Na sociologia existe um conceito largamente estudado pelos percursores desta área de conhecimento e que hoje foi assimilado no nosso vocabulário corrente, embora em certos casos com outras significações, está-se a falar concretamente do conceito de socialização.

Existem porem varias definições do conceito supracitado, mas proponho a mais simples definição que retirei da (enciclopédia virtual) Wikipedia1. No entanto a socialização pode ser entendida como a assimilação de hábitos característicos do seu grupo social, todo o processo através do qual um indivíduo se torna membro funcional de uma comunidade, assimilando a cultura que lhe é própria. É um processo contínuo que nunca se dá por terminado, realizando-se através da comunicação, sendo inicialmente pela "imitação" para se tornar mais sociável.

O caracter continuo incutido no conceito remete-nos a ideia de um processo sem fim. Já diz o adagio popular que morremos sempre a aprender. Durkheim (1983)2, Weber (1920)3 e Simmel (1992)4 sao tidos como os propulsores dos estudos a volta do conceito, depois destes varios outros estudiosos da área como Mead (1934)5, Parsons (1955)6, Piaget (1975)7, Habermas (1973)8 e Luhmann (1987)9, prosseguiram com as suas pesquisas em torno deste conceito.

A socialização no entanto que um processo de aprendizagem, de forma a nos integrarmos ao nosso grupo de pertença, começa na família desde a tenra idade. A isto chamamos de socialização primaria. É neste ambiente em que por exemplo aprendemos a não expelir gazes, arrotar, ou falar com a boca cheia durante a refeição. Mas como disse antes, estes ensinamentos e aprendizados prosseguem aos demais espaços sociais de convivência ou de relacionamento inter pessoais como a escola, o local de trabalho, as instituições totais como as prisões, os internatos, etc. Estou desta forma a querer concordar com Parsons (1955) – o sociólogo americano, e os alemães Luhmman (1987) e Simmel (1992). Neste processo complexo de aprendizagem ocorre aquilo que em sociologia se chama de aculturação, inculturação, transculturação, etc.

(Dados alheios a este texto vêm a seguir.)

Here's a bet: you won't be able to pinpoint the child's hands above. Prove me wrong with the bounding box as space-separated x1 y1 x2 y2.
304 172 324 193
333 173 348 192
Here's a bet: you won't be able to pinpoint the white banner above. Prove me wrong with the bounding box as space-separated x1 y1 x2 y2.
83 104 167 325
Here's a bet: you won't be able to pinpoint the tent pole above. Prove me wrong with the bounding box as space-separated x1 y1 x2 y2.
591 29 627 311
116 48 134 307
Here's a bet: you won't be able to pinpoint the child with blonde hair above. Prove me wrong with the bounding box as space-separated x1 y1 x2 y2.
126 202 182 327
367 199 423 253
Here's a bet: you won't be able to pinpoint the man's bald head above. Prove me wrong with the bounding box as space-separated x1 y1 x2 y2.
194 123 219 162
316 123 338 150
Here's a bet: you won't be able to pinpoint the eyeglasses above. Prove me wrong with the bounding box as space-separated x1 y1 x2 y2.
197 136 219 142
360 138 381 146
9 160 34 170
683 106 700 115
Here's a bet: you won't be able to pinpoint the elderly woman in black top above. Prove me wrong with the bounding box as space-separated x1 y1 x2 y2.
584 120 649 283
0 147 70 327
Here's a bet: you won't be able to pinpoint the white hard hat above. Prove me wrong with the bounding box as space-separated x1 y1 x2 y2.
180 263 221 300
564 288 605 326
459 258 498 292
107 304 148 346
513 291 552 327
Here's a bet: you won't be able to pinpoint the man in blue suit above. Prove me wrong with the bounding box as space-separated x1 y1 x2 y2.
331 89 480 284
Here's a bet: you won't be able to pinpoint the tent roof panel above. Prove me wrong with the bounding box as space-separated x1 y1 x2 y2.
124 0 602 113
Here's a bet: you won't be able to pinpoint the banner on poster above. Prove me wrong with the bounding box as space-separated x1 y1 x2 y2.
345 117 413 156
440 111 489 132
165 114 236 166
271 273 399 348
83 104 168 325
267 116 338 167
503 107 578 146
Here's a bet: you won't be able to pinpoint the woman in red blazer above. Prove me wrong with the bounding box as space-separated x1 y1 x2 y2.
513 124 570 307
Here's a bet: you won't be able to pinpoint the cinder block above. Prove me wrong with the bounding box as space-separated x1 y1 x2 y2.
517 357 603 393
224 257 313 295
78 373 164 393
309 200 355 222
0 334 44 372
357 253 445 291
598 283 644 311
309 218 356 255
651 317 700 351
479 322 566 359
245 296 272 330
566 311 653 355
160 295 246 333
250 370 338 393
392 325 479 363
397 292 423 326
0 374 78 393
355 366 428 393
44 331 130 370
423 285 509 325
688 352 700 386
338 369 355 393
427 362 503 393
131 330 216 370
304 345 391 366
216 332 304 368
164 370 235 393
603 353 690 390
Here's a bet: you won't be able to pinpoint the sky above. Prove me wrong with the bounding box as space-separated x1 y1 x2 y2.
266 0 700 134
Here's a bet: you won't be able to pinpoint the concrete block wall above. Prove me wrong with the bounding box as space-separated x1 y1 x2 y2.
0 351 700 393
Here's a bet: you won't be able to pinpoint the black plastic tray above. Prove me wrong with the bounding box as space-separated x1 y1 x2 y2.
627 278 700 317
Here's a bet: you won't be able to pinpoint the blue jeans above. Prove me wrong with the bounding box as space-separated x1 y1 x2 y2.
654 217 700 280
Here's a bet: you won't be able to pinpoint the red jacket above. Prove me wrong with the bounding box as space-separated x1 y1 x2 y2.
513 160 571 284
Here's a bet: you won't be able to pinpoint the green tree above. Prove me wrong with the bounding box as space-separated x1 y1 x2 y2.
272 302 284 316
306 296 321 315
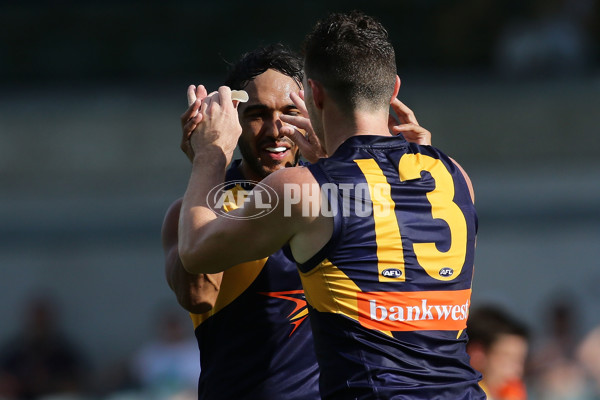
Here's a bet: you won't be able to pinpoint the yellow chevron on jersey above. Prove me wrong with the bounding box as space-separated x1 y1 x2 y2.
190 184 268 329
190 258 268 329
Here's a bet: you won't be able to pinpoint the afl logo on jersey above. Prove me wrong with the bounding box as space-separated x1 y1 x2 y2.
381 268 402 278
206 180 279 219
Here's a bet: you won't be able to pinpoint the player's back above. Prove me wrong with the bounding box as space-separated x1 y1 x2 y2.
299 136 485 400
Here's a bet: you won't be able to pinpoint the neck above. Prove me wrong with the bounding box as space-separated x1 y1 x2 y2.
323 104 391 154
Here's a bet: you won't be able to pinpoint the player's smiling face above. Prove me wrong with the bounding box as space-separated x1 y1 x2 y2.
238 69 300 180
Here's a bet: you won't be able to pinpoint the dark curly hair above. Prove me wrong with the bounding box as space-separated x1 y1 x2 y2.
303 11 396 110
225 43 304 90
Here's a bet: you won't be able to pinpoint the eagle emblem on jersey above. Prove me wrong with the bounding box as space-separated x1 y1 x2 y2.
261 290 308 336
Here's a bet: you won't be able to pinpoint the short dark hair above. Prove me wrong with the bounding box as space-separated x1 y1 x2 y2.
225 43 304 90
467 304 529 350
303 11 396 110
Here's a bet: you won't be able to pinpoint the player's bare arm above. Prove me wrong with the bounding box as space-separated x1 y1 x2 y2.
162 199 222 314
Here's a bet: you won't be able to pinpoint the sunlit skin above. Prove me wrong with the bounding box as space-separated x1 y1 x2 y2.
238 69 301 181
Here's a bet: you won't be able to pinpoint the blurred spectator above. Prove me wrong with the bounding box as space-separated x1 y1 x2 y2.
0 296 88 400
496 0 595 77
576 327 600 399
467 305 529 400
529 293 595 400
132 309 200 399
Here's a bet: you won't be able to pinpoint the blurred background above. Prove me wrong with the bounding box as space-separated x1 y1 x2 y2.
0 0 600 399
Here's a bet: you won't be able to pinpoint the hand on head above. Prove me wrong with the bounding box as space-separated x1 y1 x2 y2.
388 98 431 145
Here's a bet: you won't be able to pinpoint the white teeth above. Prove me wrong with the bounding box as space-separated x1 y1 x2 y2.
265 146 287 153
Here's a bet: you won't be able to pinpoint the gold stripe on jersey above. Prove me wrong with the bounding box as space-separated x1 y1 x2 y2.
190 258 267 329
354 159 406 282
300 259 392 336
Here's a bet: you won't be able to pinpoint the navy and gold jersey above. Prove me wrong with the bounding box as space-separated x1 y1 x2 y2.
298 136 485 400
191 163 320 400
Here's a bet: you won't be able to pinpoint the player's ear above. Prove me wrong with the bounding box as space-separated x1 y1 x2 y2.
308 79 325 110
390 75 402 103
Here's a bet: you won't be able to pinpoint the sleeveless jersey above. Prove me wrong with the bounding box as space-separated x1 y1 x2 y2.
298 136 485 400
191 162 320 400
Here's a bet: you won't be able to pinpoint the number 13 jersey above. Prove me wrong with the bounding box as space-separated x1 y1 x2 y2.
298 136 485 400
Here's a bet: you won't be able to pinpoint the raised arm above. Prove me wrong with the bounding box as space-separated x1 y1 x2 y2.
162 199 223 314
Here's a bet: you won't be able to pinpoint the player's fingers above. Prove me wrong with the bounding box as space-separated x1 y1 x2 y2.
200 92 216 115
217 86 233 108
187 85 196 106
180 100 200 125
290 90 308 118
390 98 419 125
392 124 431 145
196 85 208 100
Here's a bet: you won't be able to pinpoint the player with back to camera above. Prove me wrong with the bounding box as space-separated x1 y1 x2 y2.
162 45 430 400
179 13 485 400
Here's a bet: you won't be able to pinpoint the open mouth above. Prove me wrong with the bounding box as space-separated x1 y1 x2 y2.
265 146 288 154
263 145 290 160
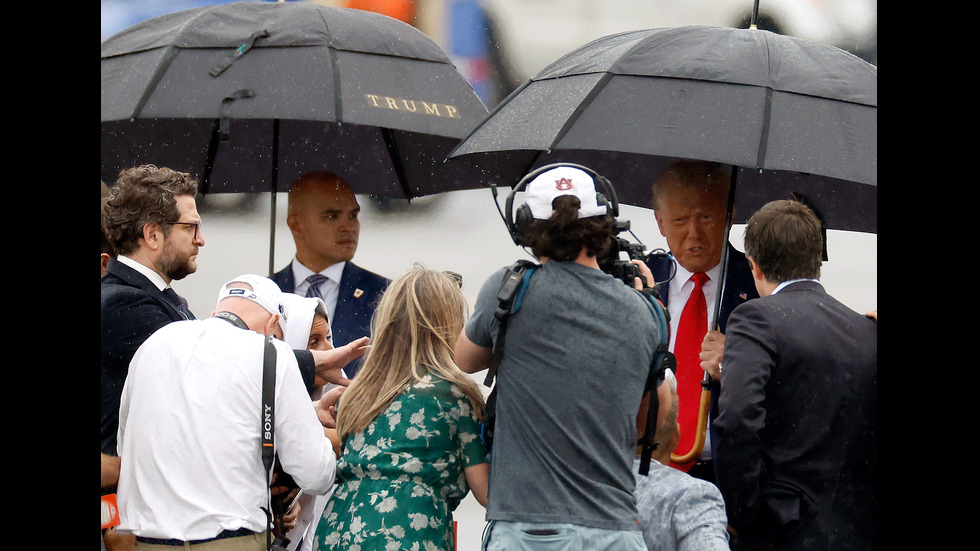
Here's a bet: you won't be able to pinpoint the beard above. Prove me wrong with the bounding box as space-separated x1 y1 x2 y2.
158 244 197 280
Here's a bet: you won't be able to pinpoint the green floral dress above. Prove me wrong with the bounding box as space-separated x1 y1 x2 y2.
313 376 487 551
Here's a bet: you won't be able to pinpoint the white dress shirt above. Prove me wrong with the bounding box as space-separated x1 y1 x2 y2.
667 260 721 460
667 260 721 350
117 318 336 540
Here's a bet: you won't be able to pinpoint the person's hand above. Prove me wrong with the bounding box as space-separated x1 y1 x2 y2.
630 259 656 291
313 386 347 429
282 498 303 532
700 331 725 381
269 473 289 496
310 337 371 386
102 527 136 551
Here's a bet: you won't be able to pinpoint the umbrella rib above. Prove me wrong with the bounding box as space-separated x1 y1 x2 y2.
548 71 613 152
755 86 773 168
319 8 344 124
380 128 412 199
131 46 177 119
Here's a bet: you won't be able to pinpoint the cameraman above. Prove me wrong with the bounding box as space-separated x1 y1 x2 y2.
117 274 356 551
455 166 661 550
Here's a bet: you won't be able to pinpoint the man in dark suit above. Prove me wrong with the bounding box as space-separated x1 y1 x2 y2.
272 172 389 378
714 201 878 551
101 165 204 455
647 161 759 481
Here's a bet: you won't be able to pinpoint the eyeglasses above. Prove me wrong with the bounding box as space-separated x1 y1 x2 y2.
442 270 463 289
168 222 201 239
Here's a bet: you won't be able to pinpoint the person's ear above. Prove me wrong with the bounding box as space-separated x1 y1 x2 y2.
745 256 765 281
262 314 284 340
143 222 165 250
286 212 303 236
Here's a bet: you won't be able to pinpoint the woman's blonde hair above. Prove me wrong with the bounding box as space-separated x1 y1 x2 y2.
337 265 483 439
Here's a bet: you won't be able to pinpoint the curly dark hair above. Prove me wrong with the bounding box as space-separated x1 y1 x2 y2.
519 195 615 261
102 165 197 254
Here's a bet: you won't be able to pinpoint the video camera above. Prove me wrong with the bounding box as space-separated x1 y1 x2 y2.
598 220 646 287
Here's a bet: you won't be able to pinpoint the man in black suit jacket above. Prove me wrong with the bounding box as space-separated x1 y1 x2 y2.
101 165 204 455
647 161 759 481
272 172 389 378
714 201 878 551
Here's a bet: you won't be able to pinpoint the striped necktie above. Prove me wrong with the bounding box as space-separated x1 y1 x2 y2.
306 274 328 300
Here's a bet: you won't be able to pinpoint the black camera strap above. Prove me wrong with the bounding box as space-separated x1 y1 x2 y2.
481 260 540 449
214 311 276 549
261 335 276 549
637 289 677 476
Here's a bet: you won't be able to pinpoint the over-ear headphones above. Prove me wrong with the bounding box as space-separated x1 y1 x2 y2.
504 163 619 247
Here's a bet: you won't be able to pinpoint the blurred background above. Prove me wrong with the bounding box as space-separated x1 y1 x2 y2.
101 0 878 551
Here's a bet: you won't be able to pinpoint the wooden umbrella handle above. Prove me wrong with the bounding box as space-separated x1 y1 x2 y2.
670 388 711 465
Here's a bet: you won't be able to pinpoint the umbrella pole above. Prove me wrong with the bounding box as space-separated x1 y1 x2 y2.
269 119 279 278
670 166 738 465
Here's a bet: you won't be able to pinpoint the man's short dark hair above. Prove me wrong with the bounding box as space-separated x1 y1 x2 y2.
745 200 823 283
519 195 614 261
102 165 197 254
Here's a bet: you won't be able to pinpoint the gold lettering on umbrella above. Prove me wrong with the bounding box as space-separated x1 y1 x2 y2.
364 94 459 119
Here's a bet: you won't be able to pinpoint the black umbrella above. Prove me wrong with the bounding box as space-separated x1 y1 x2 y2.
450 26 878 463
102 2 487 270
451 27 878 232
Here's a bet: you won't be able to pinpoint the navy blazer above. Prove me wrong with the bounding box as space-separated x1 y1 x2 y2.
100 258 194 455
712 281 878 551
272 262 391 378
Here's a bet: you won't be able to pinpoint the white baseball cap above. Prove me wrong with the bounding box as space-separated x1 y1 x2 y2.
216 274 288 334
282 293 332 350
524 166 606 220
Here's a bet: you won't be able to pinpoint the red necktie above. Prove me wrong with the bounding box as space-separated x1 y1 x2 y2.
671 272 708 472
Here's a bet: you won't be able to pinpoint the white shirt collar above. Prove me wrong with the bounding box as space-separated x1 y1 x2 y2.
772 279 820 295
293 257 347 287
116 254 169 291
673 258 721 294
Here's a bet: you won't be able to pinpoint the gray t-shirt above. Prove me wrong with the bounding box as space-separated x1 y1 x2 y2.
466 260 660 530
633 459 729 551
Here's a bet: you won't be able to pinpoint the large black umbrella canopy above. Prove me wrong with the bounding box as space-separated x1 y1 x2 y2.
451 26 878 232
102 2 487 198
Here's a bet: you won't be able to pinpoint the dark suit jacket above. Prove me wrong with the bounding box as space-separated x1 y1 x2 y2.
713 282 878 550
647 244 759 462
101 259 194 455
272 262 391 378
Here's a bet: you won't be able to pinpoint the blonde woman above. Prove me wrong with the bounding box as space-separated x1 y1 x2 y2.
314 267 489 551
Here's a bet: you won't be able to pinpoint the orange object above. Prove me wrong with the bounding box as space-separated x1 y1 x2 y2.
347 0 415 24
102 494 119 530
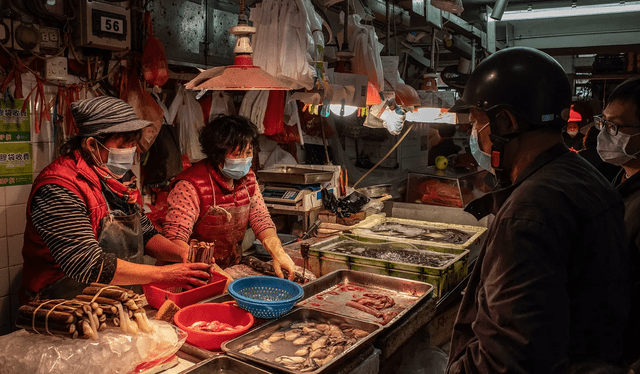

Na aculturação existe uma troca de valores entre os actores que interagem entre si, fazendo com que estes se misturem dando origem a novos valores de uma nova cultura. Na inculturação, o individuo incorpora para o seu estilo de vida novos valores provenientes da influencia do seu meio, e neste caso concreto das pessoas com quem interage. A transculturação, não muito diferente da inculturação ocorre quando o individuo adopta para si valores diferentes dos seus podendo ou não abandonar os seus valores culturais ou mesmo costumes.

Autores como Leopold von Wiese (1931, 1933) e Norbert Elias (1939, 1970) exploram o conceito de socializacao como um processo continuo sobretudo quando se baseam na concepção simmeliana de Vergesellschaftung que se poderia traduzir como “ processos de socialização”.

É comum nos nossos círculos de reflexão e debates sobre assuntos da actualidade ouvir-se falar de ressocialização, principalmente quando se fala da questão ligada aos reclusos. O termo ressocializar remete-nos a ideia de uma nova socialização ou seja da repetição de algo interrompido a um dado momento. Isto é uma clara negação do principio da socialização como um processo continuo e assim sendo poderia ser algo descontextualizado do circulo sociológico.

A expressão talvez apropriada para o que se chama vulgarmente de ressocialização seria “reintegração social”; conceito durkhemiano que expressa a situação em que um determinado individuo volta a assumir os valores do seu grupo de pertença.

Quer em sociologia jurídica quer em criminologia, os conceitos análogos a socialização como por exemplo a reintegração social, desintegração social versus desvio, são muito comuns. O desvio ou simplesmente os comportamentos desviantes ocorrem como parte do processo de socialização do individuo. Nos círculos de amizades o mesmo pode adquirir novos valores que se desvirtuam do que é aceite no seu espaço normal de convivência. Assumindo tais valores pode-se chegar consequentemente a comportamentos desviantes que normalmente sao sancionáveis quer por instrumentos jurídico-legais, quer pela rejeição moral do desviante. Nesse caso, a sociedade só aceita o seu membro de volta após notar nele o regresso a conduta tida nos padrões do seu espaço social. Nesse caso o actor desviante passa por uma reintegração social ao reassumir os valores sociais ora abandonados. Esta é a explicação simplificada de um longo processo que envolve simultaneamente varias etapas na socialização que conforme disse, ocorre por inculturação, aculturação, transculturação, e por ai em diante.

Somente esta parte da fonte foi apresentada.